For memory-mapping purposes I need to store this array at a specific address
(0xFFFF1199)

How do I declare this?

You can't. Not under ISO standard C. On some implementations, you can't
declare it at all.

Of course you can.

memcpy((void*)0xFFFF1199, MyArray, sizeof MyArray);

Now, whether or not this does what you want is
implementation-defined, but you certainly can do it, if it's
doable. The Standard specifically says so.

-Micah

Exactly how does this declare an array of 2048 unsigned characters at
all?

I never said it did. It does, however, answer the question "I
need to store this array at a specific address." He could use
memset() to better effect, though. And, of course, if he wants to
access it literally as an array, he can always do:

unsigned char (*MyArray)[2048] = (unsigned char (*)[2048])0xFFFF1199;

and dereference MyArray.

BTW, you're another one who could use a proper signature separator.

Huh. I'd always been under the impression that it was mainly for
those with big long sigs.

 

[Micah Cowan]

Hi,

To declare an array in C:
{
char temp[100] ;

}

Compiler must know its size. If the array is declared in a context the
compiler places it in stack and if a global it places it in heap.

That's not mandated by the standard, so it's
implementation-specific information (even if most existing
implementations happen to implement that way).

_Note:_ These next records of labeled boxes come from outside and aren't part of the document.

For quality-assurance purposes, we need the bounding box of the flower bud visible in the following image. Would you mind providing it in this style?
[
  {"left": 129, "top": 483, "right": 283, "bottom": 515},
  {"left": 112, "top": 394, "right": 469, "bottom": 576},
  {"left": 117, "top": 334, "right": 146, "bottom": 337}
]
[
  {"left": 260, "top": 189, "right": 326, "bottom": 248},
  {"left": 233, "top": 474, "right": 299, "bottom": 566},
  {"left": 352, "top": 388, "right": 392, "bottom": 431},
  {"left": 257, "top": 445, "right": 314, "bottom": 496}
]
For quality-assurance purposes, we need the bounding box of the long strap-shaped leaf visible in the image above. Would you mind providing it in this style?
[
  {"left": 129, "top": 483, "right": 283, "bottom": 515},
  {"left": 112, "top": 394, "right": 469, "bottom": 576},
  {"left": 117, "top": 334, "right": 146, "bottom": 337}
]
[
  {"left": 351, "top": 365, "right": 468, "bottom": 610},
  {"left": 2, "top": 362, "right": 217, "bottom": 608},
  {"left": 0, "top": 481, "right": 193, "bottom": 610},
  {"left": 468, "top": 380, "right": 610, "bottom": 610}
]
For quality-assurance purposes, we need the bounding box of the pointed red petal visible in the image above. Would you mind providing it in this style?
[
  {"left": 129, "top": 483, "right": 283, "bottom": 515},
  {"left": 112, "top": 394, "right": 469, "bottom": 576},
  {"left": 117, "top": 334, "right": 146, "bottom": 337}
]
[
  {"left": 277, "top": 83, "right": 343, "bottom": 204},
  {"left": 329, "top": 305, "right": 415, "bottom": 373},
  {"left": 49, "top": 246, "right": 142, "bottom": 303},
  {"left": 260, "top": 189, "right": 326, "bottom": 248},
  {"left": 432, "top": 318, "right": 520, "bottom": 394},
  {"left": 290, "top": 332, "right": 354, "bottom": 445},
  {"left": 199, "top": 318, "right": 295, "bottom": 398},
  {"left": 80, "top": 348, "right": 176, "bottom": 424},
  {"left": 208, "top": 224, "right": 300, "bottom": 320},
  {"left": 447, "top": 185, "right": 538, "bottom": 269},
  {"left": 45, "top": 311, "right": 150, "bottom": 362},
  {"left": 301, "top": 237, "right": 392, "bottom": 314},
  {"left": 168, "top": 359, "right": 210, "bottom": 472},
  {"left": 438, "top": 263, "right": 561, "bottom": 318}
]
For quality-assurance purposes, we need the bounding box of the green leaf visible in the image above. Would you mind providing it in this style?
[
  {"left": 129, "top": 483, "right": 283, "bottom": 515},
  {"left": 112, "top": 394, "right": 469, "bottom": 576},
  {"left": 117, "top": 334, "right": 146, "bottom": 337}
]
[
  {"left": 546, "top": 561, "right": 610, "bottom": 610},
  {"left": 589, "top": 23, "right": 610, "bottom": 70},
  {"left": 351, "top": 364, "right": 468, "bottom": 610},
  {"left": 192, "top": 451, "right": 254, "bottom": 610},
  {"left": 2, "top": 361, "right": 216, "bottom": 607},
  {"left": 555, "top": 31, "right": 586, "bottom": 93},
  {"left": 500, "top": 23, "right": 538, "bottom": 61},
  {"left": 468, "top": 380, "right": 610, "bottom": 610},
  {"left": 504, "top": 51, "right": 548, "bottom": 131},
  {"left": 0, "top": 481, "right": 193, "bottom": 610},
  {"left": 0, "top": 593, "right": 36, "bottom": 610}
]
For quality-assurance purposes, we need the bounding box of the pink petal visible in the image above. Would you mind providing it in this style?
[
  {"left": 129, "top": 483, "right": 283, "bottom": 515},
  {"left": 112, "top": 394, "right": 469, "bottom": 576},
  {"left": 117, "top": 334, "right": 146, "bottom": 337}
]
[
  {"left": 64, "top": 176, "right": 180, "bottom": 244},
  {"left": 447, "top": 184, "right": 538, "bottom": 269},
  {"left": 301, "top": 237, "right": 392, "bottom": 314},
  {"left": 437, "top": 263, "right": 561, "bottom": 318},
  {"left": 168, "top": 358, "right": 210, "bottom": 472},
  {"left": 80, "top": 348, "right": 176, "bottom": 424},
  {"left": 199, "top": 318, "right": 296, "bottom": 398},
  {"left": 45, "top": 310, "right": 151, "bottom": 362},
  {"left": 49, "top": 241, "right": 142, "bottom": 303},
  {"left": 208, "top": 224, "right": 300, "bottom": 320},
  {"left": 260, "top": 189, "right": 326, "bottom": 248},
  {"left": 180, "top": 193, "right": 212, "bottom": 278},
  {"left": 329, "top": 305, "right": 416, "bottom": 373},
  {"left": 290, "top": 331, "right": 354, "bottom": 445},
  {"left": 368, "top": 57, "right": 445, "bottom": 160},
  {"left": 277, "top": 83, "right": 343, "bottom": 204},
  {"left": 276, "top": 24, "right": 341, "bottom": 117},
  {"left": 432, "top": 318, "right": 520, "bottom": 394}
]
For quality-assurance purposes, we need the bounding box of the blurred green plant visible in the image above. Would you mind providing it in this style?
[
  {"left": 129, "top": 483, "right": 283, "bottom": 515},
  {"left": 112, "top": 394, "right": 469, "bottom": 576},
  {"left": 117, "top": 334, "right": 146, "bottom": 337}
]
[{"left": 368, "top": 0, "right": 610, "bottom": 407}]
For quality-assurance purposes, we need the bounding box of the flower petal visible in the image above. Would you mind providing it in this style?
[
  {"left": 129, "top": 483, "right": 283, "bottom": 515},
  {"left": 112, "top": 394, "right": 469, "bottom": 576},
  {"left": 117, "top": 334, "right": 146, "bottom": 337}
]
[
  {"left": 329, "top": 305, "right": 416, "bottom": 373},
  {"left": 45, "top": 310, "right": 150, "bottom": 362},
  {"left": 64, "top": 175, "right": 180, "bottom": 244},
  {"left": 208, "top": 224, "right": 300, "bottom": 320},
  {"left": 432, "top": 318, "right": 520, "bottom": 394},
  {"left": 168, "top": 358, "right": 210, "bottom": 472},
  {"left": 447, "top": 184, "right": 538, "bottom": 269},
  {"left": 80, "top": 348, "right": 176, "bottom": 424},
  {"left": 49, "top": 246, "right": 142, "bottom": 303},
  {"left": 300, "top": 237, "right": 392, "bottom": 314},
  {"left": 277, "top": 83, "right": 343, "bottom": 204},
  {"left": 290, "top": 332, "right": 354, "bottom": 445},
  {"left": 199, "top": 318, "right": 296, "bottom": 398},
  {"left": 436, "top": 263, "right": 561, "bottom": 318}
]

Now how to place an array at a specified location.

I think a static array u can't place it.

You can't place any array, regardless of whether static, dynamic
or automatic allocation is used. If you can write to the memory
at location "1000", you haven't allocated at all: it's simply there.

With a pointer u can do it.

char * p = (char *) 1000 ;


Now u can use p like u use an array.

p [10] works

No, you can't use p quite like an array. You use it more like a
pointer-to-char (which incidentally, is pretty much how you use
arrays most of the time). But among other things, you can't make
a call:

foo(&p)

to a function prototyped as:

void foo(char (*p)[1000]);

-Micah

 

[Kevin Easton]

On Thu, 25 Sep 2003 10:02:07 GMT, in comp.lang.c , Kevin Easton

#define MyArray (*(volatile unsigned char (*)[2048])(0xdeadbeef))

When I tried this on my DS9K, it said "moo" and printed out a recipe
for making cow from hamburger.

A legal preprocessor directive did all that?

The message appeared at runtime. The result of the directive is just a
tad implementation defined, I believe.

No, the result of the directive is to introduce a macro called MyArray.
That's all.

The one I have is as conforming as it gets, if somewhat
pathological...

Not if merely defining a macro caused unrequested output at runtime.

- Kevin.

 

[Richard Heathfield]

Now how to place an array at a specified location.

I think a static array u can't place it.


With a pointer u can do it.

char * p = (char *) 1000 ;


Now u can use p like u use an array.

p [10] works

char *p = (char *)10000; is legal C, but C offers absolutely no guarantees
that the address you've forced p to point to is a good place for storing
data. This is the kind of trick that it is best to avoid. For one thing,
it's considerably less portable than Brazil. For another thing, even if
it's legal to write to that space on your system (and it probably isn't, on
modern systems), where do you draw the line? p[100]? p[1000]?

(On the other hand, so-called "badly-behaved" MS-DOS programs used to do
this sort of thing all the time - for an excellent-at-the-time reason which
has become more or less irrelevant nowadays.)

 

[Morris Dovey]

char *p = (char *)10000; is legal C, but C offers absolutely
no guarantees that the address you've forced p to point to is
a good place for storing data. This is the kind of trick that
it is best to avoid. For one thing, it's considerably less
portable than Brazil. For another thing, even if it's legal to
write to that space on your system (and it probably isn't, on
modern systems), where do you draw the line? p[100]? p[1000]?

(On the other hand, so-called "badly-behaved" MS-DOS programs
used to do this sort of thing all the time - for an
excellent-at-the-time reason which has become more or less
irrelevant nowadays.)

It's not unusual to see this kind of code used in embedded
systems for which I/O and/or control spaces have been memory
mapped. I agree that it's not portable; but have found it
extremely useful within that limited context.